Another approach to comparing sample proportions is based on Bayes’ theorem and the principles of Bayesian inference. In contrast to the frequentist approach, the Bayesian approach allows for the incorporation of prior knowledge about the parameter of interest. We start with a prior probability distribution for the parameter (the proportion of Teslas on the road) and update it based on the data we collect.
To use Bayesian analysis, we estimate a distribution for the parameter which reflects our beliefs about the true proportion of Teslas in each area. Notice here that we have a distribution of possible proportions rather than a single estimate. This can help us quantify the uncertainty of our knowledge.
First, we need to figure out our “prior” information about the proportion of Teslas on the road. According to Car and Driver, roughly 1% of the cars on the road are electric. According to Electrek, Tesla owns roughly two-thirds of the EV market in the US. This would mean that roughly 0.66% of cars on the road in the US are Teslas. However, there is uncertainty in those estimates AND that is for the entire United States. We would expect the rate to be higher in major cities. We can choose a relatively wide distribution as our prior since we have a lot of uncertainty.
We’ll assume the mean of the prior distribution is .05 (so the most likely proportion of Teslas in either city is 5%) and the standard deviation is .1 (which reflects a high uncertainty). We can model this distribution as a Beta Distribution with that mean and standard deviation.
Next, we can create ‘posterior distributions’ of the Tesla proportions in both San Francisco and Cary. We will start with the same prior distribution, and then update using the observed data from my survey.
Posterior Distribution of Tesla Rate
We can see that generally the rate is expected to be higher in San Francisco than in Cary, but there is still a lot of overlap in the distributions.
Since what we really care about is the difference between the rate of Teslas between San Francisco and Cary, we can sample from each of the two and take the difference between them. This gives us a distribution of the differences between the San Francisco Tesla rate and the Cary Tesla rate. Zero indicates no difference, a positive value indicates that San Francisco has a higher rate of Teslas.
Difference in Rate of Teslas (San Francisco, CA and Cary, NC)
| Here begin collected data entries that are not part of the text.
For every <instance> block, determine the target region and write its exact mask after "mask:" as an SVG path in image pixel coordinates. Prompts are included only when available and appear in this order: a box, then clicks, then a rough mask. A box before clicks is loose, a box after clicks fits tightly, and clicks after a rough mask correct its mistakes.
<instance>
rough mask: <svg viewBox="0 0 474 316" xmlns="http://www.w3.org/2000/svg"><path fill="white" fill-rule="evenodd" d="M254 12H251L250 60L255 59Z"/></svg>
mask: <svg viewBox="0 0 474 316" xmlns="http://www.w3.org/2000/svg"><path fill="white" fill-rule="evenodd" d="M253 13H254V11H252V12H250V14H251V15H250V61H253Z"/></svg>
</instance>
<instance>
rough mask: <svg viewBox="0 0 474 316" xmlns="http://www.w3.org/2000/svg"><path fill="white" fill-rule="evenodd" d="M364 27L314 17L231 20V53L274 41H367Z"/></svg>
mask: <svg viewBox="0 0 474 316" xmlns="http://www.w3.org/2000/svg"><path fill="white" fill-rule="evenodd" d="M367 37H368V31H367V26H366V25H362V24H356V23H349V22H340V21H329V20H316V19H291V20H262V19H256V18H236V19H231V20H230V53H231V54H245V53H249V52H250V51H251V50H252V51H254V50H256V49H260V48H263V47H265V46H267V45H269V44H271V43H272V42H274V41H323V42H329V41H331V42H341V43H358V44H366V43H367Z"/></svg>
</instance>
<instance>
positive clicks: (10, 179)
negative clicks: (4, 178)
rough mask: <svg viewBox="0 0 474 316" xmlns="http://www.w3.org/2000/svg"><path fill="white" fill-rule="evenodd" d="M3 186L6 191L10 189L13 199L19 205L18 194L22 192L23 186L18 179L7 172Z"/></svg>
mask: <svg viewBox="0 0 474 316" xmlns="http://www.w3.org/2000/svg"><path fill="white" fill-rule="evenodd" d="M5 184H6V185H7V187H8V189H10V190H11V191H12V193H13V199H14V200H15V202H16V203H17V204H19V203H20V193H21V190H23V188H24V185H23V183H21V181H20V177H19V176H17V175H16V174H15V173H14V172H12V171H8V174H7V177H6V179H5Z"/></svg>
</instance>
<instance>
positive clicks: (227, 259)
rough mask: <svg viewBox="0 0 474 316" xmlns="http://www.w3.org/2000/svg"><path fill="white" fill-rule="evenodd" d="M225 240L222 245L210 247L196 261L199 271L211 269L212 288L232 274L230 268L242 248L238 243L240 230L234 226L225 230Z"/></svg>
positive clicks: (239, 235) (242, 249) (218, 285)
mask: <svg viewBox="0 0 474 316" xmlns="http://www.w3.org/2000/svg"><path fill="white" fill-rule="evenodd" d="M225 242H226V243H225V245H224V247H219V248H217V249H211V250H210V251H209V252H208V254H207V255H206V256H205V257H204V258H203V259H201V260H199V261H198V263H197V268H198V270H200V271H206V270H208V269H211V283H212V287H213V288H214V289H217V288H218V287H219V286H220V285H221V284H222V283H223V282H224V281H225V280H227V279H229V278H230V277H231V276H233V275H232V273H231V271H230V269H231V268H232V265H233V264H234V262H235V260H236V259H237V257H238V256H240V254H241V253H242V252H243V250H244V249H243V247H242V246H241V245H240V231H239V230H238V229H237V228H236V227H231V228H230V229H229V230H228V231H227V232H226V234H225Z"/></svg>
Percentage Point Difference
With the Bayesian approach we have some more flexibility in the way we think about the output. We don’t simply reject or fail-to-reject the null hypothesis – we have a distribution of values. This distribution is centered at 0.036, so our most likely estimate is that the rate of Teslas is 3 percentage points higher in SF than in Cary. We can also gauge how confident we are that the rate is higher in SF at all. As shown in the graph, zero difference is at the 16th percentile of this distribution, so we can say we are 84% confident the rate of Teslas is higher in San Francisco.